CauchyComplete commented 2 years ago

It is recommended to use images larger than 512x512, but smaller ones are okay if their portion is not large. You don’t need fixed size images because they will be cropped automatically to 512x512.

CauchyComplete commented 2 years ago

One possible reason is that some of your images might be actually non-JPEG but have .jpg extension. Or some images might be just corrupted. Modify your code to print a filename when an error occurs and remove that image from training set.

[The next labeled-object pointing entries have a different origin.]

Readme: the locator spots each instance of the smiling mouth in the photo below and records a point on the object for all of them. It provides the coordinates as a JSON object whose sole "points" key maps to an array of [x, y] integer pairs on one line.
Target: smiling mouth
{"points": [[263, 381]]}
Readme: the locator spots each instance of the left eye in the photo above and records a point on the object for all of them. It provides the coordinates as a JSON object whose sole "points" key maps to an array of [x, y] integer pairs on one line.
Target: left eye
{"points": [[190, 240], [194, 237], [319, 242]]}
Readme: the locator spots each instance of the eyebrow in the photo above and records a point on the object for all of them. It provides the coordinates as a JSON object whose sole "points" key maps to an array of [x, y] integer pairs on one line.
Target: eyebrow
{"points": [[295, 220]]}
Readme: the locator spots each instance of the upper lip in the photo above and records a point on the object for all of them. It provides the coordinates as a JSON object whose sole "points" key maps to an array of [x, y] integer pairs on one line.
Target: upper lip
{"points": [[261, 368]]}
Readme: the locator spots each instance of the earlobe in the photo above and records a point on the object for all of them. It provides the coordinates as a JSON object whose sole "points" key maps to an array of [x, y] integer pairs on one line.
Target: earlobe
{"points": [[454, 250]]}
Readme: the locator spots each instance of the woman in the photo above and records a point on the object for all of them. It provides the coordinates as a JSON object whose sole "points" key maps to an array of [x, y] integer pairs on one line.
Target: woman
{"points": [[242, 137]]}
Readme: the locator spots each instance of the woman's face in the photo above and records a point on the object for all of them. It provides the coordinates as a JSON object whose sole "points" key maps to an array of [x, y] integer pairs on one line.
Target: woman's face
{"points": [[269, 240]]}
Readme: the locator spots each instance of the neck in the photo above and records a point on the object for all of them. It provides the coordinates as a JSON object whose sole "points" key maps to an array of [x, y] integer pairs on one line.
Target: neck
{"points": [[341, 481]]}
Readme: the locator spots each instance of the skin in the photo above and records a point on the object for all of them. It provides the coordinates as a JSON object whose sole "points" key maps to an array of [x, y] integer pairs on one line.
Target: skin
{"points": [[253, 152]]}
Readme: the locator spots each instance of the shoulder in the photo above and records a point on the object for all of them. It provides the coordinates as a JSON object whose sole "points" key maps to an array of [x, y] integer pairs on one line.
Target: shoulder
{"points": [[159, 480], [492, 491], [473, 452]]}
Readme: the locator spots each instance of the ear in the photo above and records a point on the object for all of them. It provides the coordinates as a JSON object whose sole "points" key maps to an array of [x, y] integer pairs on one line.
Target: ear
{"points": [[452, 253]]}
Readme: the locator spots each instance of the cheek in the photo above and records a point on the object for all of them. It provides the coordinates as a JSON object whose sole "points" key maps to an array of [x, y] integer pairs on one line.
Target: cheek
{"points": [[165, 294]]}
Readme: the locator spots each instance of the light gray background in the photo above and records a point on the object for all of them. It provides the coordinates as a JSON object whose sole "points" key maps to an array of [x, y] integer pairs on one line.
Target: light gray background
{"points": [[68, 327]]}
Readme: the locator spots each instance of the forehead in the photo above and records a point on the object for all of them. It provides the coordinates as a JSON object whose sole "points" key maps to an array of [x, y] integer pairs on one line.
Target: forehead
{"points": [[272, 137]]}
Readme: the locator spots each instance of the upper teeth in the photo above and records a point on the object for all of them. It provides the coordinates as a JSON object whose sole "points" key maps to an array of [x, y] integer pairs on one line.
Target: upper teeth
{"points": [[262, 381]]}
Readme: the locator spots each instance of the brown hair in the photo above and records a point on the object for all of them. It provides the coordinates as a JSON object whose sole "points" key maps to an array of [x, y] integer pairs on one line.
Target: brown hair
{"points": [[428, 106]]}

dan326326 commented 2 years ago

Thank you very much indeed. I located the generation of this nan, and the data became nan after passing through the first convolution layer conv1，What's going on here

CauchyComplete commented 2 years ago

That’s weird…

CauchyComplete commented 2 years ago

You may post the image that is causing errors.

dan326326 commented 2 years ago

hello， thank for your patient reply , this is the running result ! Epoch: [0/200] Iter:[0/1176], Time: 1100.00, lr: 0.005000, Loss: 0.691021 Epoch: [0/200] Iter:[10/1176], Time: 101.08, lr: 0.005000, Loss: nan NaN or Inf found in input tensor. Epoch: [0/200] Iter:[20/1176], Time: 53.51, lr: 0.005000, Loss: nan NaN or Inf found in input tensor. ...

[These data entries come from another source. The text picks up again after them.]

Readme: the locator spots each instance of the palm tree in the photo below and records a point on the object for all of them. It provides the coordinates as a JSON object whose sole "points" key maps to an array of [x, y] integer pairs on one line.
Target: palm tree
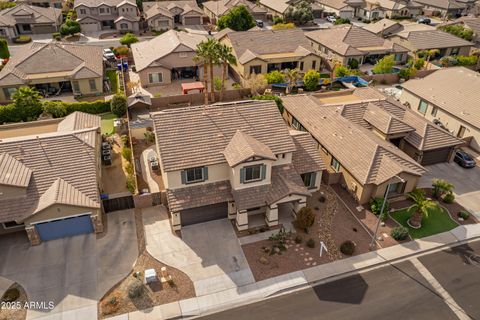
{"points": [[420, 208], [202, 56], [226, 57], [292, 75]]}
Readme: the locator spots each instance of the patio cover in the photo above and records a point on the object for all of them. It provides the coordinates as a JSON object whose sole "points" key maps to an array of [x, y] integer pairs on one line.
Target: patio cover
{"points": [[186, 87]]}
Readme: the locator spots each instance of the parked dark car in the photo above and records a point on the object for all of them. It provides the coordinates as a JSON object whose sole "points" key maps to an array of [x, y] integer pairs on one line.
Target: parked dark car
{"points": [[424, 20], [464, 159]]}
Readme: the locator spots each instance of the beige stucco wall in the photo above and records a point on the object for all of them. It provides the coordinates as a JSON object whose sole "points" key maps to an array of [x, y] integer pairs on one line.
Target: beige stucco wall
{"points": [[451, 122], [59, 211]]}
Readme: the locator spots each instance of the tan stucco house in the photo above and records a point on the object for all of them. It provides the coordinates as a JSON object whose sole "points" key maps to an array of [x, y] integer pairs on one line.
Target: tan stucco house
{"points": [[54, 68], [262, 51], [49, 181], [216, 9], [346, 42], [368, 142], [164, 15], [121, 15], [450, 96], [234, 160], [168, 57], [27, 19]]}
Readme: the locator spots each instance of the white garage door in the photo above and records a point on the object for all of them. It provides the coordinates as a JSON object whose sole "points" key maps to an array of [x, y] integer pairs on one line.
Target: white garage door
{"points": [[90, 26]]}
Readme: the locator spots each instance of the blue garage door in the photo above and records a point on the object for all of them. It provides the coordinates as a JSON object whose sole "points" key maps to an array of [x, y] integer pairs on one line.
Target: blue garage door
{"points": [[64, 228]]}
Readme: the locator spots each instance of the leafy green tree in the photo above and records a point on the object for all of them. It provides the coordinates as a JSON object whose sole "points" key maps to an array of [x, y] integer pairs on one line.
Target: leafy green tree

dan326326 commented 2 years ago

I find is that the result of convolution is huge：

tensor([[[[-7.9044e+31, 1.3967e+32, -1.7841e+32, ..., 1.3038e+32, -3.7658e+32, 3.4734e+32], [-1.0282e+32, -8.2208e+31, -2.6121e+30, ..., 1.0440e+32, 8.8422e+31, 7.1321e+30], [ 3.3423e+31, 1.6554e+32, 4.9708e+31, ..., -2.4600e+32, -5.2235e+32, 2.3235e+32], ...,

CauchyComplete commented 2 years ago

Please upload that image file. I'll test it on my computer.

FathUMinUllah3797 commented 11 months ago

Screenshot 2023-08-16 182710 Same the case with me for CASIA2 dataset. Any solution?